Standard LLM chatbots are insufficient for rigorous scientific work for two reasons: hallucination and lack of agency.

  1. Grounding: A standard LLM might invent a plausible-sounding cytokine cocktail. An agent with retrieval tools can search PubMed to find actual protocols used in recent papers.
  2. Multi-step Reasoning: Scientific inquiry is rarely a single question. It is a workflow: "Find the leading protocol (Search), check if it's in trials (Search), and calculate the reagent costs for my sample size (Code Execution)."
  3. Specialization: A single prompt often fails to handle both creative reasoning and strict data retrieval. By using a multi-agent system, I can assign a "Researcher" to be strict and factual, while the "Orchestrator" handles the high-level reasoning and user communication.

What you created

I built the Treg Research Assistant, a Multi-Agent System (MAS) orchestrated by Google Gemini 1.5 Pro.

Architecture:

  • Orchestrator Agent (Gemini 1.5 Pro): The central brain. It receives the user's complex scientific query, breaks it down into a plan, and delegates tasks. It maintains the session history and synthesizes the final report.
  • Researcher Agent (Gemini 1.5 Flash): The specialist for information retrieval. It is equipped with custom tools to query the PubMed E-utilities API and ClinicalTrials.gov API. It returns raw data and summaries to the Orchestrator.
  • Analyst Agent (Gemini 1.5 Flash): The specialist for computation. It runs in a sandboxed environment with a Python Code Execution tool, allowing it to perform statistical analysis or generate data visualizations on the fly.

Demo

[Insert Link to Video Demo or Screenshots Here]

Walkthrough Scenario:

  1. User asks: "What are the current best practices for ex vivo Treg expansion using Rapamycin, and are there active Phase 2 trials?"
  2. Orchestrator: Parses the request into two distinct needs: literature search for "Rapamycin Treg expansion protocols" and a registry search for "Phase 2 Treg Rapamycin trials."
  3. Step 1 (Researcher): Calls search_pubmed tool. Retrieves 5 recent abstracts, identifying a consensus on Rapamycin concentration (e.g., 100 nM).
  4. Step 2 (Researcher): Calls search_clinical_trials tool. Finds 3 active Phase 2 trials matching the criteria.
  5. Synthesis: The Orchestrator combines these findings into a response: "Recent literature suggests 100 nM Rapamycin is standard (Ref: Smith et al., 2024). This aligns with active Phase 2 trials NCT12345 and NCT67890 which are currently recruiting."

The Build

I built this application using the Google Agent Development Kit (ADK) patterns to structure the agent interactions.

  • AI Engine:
    • Gemini 1.5 Pro: Used for the Orchestrator for its superior reasoning and instruction-following capabilities.
    • Gemini 1.5 Flash: Used for sub-agents to ensure low latency and cost-efficiency during iterative tool calling.
  • Backend: Python with FastAPI. I implemented the agents as Python classes (OrchestratorAgent, ResearcherAgent, AnalystAgent) that wrap the Google Gen AI SDK.
  • Tools:
    • backend/tools/retrieval.py: Custom Python functions wrapping external APIs (PubMed, ClinicalTrials.gov).
    • backend/tools/analysis.py: A safe execution environment for Python code generated by the Analyst agent.
  • Frontend: A modern React application (Vite + TailwindCSS) that provides a chat interface and renders markdown responses.
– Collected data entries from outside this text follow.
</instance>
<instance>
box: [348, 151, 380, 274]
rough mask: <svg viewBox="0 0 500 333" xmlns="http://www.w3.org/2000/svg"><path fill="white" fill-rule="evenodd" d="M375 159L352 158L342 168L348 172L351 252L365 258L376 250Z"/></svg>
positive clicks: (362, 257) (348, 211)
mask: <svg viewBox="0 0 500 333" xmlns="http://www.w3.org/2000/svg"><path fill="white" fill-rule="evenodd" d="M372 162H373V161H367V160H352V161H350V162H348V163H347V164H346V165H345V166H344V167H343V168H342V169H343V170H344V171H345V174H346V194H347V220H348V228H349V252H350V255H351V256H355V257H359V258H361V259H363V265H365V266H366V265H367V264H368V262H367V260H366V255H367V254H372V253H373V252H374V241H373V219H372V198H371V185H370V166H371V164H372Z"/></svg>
If I had more time, this is what I'd do

  1. Vertex AI Reasoning Engine: I would migrate the local Python agent runtime to the managed Vertex AI Reasoning Engine for better scalability and deployment management.
  2. Private Data Integration: I would add a RAG pipeline connected to a Vector Store (like Vertex AI Vector Search) containing private lab notebooks and proprietary experimental data, allowing the agent to synthesize public knowledge with internal findings.
  3. Multimodal Analysis: I would empower the Analyst agent to accept image uploads (e.g., Flow Cytometry plots or histology slides) and use Gemini 1.5 Pro's vision capabilities to interpret them alongside the text data.